In Their Own Words
April 23, 1865
Letter Told of Soldier Desertions
Just days before Confederate general Joseph E. Johnston’s surrender becomes official, Georgian Joseph Cumming wrote to his wife from near Greensboro, N.C. Though he did not mention the massive desertion of soldiers then underway, Cumming’s letter does mention two cases of fellow soldiers leaving for home:
“I am not yet in any proper frame of mind for letter writing. The events of the last ten days, with all my talk about the suddenness with which this war would end, have taken me so much by surprise that I have not been in a normal state of mind for some days. Time hangs very heavily upon my hands.
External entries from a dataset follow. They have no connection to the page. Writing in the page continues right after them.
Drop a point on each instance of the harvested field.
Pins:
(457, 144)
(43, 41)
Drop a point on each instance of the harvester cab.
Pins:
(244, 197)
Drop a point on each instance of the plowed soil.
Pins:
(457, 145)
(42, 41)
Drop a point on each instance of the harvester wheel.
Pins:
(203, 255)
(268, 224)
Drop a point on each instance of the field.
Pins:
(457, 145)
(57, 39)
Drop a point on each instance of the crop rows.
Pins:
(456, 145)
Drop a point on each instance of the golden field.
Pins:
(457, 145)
We have nothing to do, yet I feel no inclination for letter writing. I sent you a short letter by Henry day before yesterday. The departure of Henry Meyers today for Augusta presents another opportunity for sending you tidings of my welfare. It is impossible for me to say as yet when I shall start home. I ought to do so in a few days, if the terms agreed upon between Sherman and Johnston are adopted promptly by the United States Government. We are doing nothing in the meantime but awaiting listlessly for tidings from Washington. A rumor reaches us today that the assassination of Lincoln, announced in orders to Sherman’s army, never took place but the whole affair was a hoax perpetrated by some of our cavalry which tapped the telegraph lines in [the] rear of Sherman’s army. I hope the rumor proves true! Give my love to all at home. Kisses to the little ones. Yours.”